The lets-do-it weekly worked well until xmas. Then things fell apart again near new year.
We had another talk last Friday and she has said that she feels that the issue is tiredness. She's also come up with a plan to try and meet in the middle (she's a morning person, I'm an owl).
The plan, in theory, is that we free up our lunch times and try to get our den-away-from-kids working.
My issue with this is while it sounds great, it is just words(I seem to get a lot of words about this subject). There's also the issue of my job potentially coming to an end in 3 months-ish and then I'll be looking for work away from home. This would put more pressure onto her - the cleaning, dropping off\picking kids, walking dog, cooking etc that I'm helping with right now.
I'm frightened that would be it at that point.
I can see that she can be tired - pain from gallstones can keep her up at night sometimes - but there's no 'we' in the relationship.

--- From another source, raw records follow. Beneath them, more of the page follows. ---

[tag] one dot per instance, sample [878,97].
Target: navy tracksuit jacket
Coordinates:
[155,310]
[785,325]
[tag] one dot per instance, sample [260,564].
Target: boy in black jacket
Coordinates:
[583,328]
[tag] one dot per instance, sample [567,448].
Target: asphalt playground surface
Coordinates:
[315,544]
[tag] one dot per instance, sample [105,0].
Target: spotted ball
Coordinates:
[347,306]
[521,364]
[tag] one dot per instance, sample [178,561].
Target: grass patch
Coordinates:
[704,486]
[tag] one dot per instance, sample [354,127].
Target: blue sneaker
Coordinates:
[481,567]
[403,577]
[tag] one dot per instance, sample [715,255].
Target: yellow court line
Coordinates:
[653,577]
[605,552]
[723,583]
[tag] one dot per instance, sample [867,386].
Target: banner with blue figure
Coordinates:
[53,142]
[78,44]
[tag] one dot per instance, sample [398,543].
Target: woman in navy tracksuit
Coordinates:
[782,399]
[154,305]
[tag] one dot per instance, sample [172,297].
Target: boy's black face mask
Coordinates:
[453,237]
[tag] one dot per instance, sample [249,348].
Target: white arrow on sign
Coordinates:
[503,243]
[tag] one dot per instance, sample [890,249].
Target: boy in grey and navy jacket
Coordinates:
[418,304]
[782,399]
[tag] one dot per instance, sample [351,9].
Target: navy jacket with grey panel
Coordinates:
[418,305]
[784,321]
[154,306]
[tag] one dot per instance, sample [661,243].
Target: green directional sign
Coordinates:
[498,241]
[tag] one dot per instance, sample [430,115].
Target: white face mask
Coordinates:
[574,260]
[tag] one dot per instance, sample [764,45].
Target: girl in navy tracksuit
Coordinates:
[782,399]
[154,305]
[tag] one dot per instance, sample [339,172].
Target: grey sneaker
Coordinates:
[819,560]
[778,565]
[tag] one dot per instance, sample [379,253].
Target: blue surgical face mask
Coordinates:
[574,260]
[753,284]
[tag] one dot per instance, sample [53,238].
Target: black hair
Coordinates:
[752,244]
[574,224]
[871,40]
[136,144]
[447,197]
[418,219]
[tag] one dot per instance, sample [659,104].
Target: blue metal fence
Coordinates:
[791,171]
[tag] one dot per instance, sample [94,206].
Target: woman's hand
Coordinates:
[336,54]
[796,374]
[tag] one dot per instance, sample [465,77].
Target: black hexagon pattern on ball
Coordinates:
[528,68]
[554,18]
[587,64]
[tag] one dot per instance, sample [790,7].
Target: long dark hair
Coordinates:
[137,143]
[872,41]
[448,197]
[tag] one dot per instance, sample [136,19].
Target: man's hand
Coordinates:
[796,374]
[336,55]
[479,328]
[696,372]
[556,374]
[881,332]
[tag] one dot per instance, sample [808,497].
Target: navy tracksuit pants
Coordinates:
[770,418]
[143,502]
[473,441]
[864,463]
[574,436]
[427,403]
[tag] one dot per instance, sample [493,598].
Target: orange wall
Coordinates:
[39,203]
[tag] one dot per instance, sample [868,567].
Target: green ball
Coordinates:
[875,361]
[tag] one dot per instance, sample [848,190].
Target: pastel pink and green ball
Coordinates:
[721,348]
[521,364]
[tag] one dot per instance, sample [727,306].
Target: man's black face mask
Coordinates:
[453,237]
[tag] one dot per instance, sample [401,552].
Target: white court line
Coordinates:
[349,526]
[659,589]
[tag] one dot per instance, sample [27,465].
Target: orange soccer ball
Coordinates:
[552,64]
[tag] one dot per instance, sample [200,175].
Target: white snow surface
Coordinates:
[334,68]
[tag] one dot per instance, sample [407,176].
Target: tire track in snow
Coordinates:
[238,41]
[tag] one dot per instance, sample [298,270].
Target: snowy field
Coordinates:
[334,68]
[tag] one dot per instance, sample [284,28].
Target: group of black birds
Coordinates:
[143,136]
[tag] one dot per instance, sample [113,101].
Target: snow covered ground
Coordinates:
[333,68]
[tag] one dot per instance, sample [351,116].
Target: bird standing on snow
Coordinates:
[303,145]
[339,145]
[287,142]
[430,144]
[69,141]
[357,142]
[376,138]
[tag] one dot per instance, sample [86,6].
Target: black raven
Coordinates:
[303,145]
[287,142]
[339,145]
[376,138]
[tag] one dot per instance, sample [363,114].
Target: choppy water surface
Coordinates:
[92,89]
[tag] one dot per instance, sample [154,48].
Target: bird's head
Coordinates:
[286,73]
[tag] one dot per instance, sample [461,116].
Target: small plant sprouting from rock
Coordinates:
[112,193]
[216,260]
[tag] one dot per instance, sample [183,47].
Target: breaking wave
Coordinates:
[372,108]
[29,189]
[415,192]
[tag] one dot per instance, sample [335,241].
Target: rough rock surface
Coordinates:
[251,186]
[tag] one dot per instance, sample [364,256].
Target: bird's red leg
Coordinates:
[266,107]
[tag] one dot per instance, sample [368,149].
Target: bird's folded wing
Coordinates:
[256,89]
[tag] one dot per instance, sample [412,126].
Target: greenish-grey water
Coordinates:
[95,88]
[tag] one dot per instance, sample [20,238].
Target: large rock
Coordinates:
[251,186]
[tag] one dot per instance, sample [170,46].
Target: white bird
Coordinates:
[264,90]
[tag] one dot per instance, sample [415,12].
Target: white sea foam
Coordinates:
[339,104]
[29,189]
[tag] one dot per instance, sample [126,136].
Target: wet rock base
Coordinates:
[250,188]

She needs to loose a reasonable amount of weight before an op is safe - but that's never seems to be happening.
We're going to start advertising and see if we can get a weekend nanny occasionally - we only have her mother living within babysitting reach and she can't do that. (Slightly disabled and not completely with it).
My plan now is relatively simple - we try and follow the her plan for the next couple of weeks. Then if that doesn't happen I'll ring Relate and get us booked in.
Part of me just feels that I'm the guy that walks the dog, cooks sometimes, looks after the kids and does nightly footrubbing and brings in the cash. I'm also the person that's being slowly driven out of his mind by this - I just feel so damn emotionally drained.
I just feel I've been pushing this rock up this bloody hill for so long and everytime I have a hint of success the bloody thing rolls back down again.
I can't go on like this forever - I'm going to try all the options I've got - and if those fail then we have to separate. I suspect I've got about 6-9 months before that happens. I'm beginning to wonder, if we didn't have kids, if we would've gone on this long.